CHICAGO (June 9, 9:25 a.m. EDT) — Susie Harpham and Robert Render have been working to ensure that when exhibitors think NPE 2003, they also think of what they plan to do with scrap.
Harpham, president of Eco Educators Inc. and Render, president of Maine Plastics Inc., are going to be double-teaming the recycling effort at this year's NPE show, June 23-27 in Chicago, as the two firms again were chosen as official co-recyclers at McCormick Place.
Lost amid the rumble of machinery and the touting of new products is the recycling aspect of NPE. That oversight had negative consequences for some exhibitors in 2000 as, for example, some booths were not designed with scrap in mind.
Harpham and Render have been stressing the recycling program to the companies that will be involved and will stay in contact with them throughout the show. By keeping in touch with exhibitors before and during the event, they are better able to mold the recycling program to fit individual needs.
“That leads to better booth planning,” Render said. “Scrap sometimes wasn't accounted for last time and it often led to them making decisions where the scrap wasn't recycled or they made a more expensive option than not being involved in the program.”
During the show in 2000, North Chicago, Ill.-based Maine Plastics and Eco Educators of Columbus, Ohio, teamed up to collect 378,840 pounds of material, which was shipped to Maine Plastics' 200,000-square-foot processing plant.
The decision to keep the same firms involved was a simple one, said Jordan Morgenstern, vice president of trade shows for the Society of the Plastics Industry Inc. in Washington.
“They did such a good job and they were more than willing to do it again,” Morgenstern said.
Render said that he hoped that his company's performance in 2000 would lead to it getting the call to participate again in 2003.
“I think we did a really good job for them,” he said. “It was ours to lose.”
Eco Educators is an environmental education company that has been working with NPE since 1991, Harpham said. She said Eco Educators is present at some other trade shows, “but nothing like NPE.”
The firm's presence at McCormick Place started when someone at SPI noticed news clips mentioning they had helped with the Super Bowl's recycling program, Harpham said. SPI then called to ask if the firm wanted to assist with recycling at NPE.

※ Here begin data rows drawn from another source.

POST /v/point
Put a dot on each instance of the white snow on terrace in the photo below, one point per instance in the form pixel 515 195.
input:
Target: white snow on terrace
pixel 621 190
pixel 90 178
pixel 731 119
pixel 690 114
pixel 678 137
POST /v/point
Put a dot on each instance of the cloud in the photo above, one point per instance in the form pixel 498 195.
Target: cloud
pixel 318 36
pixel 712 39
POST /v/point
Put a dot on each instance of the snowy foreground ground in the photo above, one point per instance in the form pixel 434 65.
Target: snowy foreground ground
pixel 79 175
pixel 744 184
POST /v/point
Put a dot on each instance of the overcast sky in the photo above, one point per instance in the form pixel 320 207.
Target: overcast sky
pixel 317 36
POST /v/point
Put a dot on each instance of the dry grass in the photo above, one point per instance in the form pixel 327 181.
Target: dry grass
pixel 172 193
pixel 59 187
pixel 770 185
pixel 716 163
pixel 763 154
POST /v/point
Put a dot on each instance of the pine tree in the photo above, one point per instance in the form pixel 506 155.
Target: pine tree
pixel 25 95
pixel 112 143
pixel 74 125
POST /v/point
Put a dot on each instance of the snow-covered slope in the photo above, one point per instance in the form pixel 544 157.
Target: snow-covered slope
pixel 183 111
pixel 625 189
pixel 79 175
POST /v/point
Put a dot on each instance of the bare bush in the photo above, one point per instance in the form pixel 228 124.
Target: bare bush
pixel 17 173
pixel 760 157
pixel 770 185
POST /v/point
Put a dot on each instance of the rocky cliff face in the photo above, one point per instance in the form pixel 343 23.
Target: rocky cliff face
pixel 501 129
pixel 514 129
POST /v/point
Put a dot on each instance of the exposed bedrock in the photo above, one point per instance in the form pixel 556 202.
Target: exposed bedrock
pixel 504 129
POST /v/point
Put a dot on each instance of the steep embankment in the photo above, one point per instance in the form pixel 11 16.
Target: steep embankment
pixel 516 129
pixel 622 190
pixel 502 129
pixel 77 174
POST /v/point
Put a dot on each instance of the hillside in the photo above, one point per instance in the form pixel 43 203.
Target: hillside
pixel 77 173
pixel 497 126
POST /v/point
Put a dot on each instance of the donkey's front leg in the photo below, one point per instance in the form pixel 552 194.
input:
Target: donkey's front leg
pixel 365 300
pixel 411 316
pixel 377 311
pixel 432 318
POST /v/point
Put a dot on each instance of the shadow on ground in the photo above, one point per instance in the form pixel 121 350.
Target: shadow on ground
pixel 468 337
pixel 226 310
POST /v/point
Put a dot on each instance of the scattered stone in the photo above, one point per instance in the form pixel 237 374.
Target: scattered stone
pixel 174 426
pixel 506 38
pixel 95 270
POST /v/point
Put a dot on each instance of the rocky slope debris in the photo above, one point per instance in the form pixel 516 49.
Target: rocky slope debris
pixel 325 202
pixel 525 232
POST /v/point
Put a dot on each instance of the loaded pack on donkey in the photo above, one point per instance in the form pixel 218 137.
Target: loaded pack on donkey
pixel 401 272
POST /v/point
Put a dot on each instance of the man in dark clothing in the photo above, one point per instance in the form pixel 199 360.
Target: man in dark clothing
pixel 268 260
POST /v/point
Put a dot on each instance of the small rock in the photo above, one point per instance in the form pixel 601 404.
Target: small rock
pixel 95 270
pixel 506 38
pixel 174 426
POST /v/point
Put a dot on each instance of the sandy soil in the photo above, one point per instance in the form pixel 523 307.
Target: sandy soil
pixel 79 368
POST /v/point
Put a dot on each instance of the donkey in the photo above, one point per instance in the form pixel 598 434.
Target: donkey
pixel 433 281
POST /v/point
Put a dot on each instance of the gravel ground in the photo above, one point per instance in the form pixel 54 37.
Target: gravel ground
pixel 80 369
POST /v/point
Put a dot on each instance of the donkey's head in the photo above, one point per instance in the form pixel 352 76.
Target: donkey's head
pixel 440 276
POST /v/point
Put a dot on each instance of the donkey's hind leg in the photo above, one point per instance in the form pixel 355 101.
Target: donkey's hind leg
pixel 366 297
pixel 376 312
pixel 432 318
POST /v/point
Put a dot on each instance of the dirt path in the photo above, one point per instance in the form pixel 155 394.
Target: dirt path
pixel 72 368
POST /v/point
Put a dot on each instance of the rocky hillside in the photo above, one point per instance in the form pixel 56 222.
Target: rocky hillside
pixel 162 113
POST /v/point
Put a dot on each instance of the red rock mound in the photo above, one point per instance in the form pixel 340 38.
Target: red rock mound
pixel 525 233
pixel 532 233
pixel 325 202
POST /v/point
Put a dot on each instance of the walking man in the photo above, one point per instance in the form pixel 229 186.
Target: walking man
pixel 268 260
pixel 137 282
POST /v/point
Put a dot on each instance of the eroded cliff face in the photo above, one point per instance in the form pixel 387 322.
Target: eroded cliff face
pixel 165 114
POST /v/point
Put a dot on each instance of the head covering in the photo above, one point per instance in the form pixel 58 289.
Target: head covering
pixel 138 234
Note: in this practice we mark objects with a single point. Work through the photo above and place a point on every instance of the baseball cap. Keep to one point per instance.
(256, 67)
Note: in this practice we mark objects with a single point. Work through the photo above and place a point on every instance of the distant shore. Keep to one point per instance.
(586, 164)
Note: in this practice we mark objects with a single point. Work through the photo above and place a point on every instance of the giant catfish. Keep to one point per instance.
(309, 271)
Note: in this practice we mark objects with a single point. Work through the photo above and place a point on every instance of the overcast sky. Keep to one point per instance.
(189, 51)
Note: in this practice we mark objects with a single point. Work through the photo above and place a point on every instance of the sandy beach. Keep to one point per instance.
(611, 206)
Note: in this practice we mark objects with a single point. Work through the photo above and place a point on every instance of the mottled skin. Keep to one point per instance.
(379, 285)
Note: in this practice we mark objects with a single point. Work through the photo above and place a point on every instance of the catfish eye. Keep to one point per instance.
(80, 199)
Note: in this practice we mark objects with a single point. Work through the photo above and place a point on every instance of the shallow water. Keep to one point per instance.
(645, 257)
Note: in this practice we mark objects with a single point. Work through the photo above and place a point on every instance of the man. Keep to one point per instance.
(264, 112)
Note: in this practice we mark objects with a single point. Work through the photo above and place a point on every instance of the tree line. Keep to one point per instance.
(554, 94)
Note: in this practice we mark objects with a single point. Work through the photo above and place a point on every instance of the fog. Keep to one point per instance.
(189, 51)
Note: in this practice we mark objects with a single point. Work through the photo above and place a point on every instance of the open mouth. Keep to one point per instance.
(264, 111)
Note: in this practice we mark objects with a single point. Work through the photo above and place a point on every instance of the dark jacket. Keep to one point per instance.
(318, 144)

The phone call from SPI came in March the year of the show.
“Short notice,” as Harpham described it. “They said, 'If you can do the Super Bowl, you can do us — and you've got two months to do it!' ” she recalled.
Eco Educators has evolved since that first “rough” NPE, Harpham said.
“We know now we've got to go in early and work with the individual exhibitors because no two exhibitors are alike,” she said.
Render echoed that sentiment as he said the communication for this show's recycling plan, including the news release about it, has been done earlier. He said his company was present at a January pre-show exhibitors' seminar in Chicago, something they were not involved with in 2000.
Render said Maine Plastics was not involved in pre-show recycling in 2000, but will be at this year's show.
“With the initial testing these companies were doing as they were starting up, a lot of that scrap was thrown away,” he said.
During the show, Maine Plastics' staff primarily will be out on the loading docks putting the individual types of plastics into their correct containers. The four people being sent by Eco Educators, Harpham said, will be on the floor of the show helping the exhibitors with recycling troubleshooting along with some of the staff from Maine Plastics.
Render said six to 10 people will be sent from Maine Plastics depending on volume. Because of the company's proximity to Chicago, more staff easily can be sent to McCormick Place if needed, he said.
Maine Plastics also will be using a new type of container, essentially totes, at NPE that can be used to carry small molded parts, Render said.
“It'll be easier for workers to roll them out to the docks,” he said.
Maine Plastics has an annual recycling volume of 50 million pounds and has sales of $12 million, Render said.
The budget for this year's program will be “about the same” as in 2000, Morgenstern said. In 2000, SPI budgeted to spend about 20 percent more on recycling than it did in 1997. Specific numbers were not disclosed.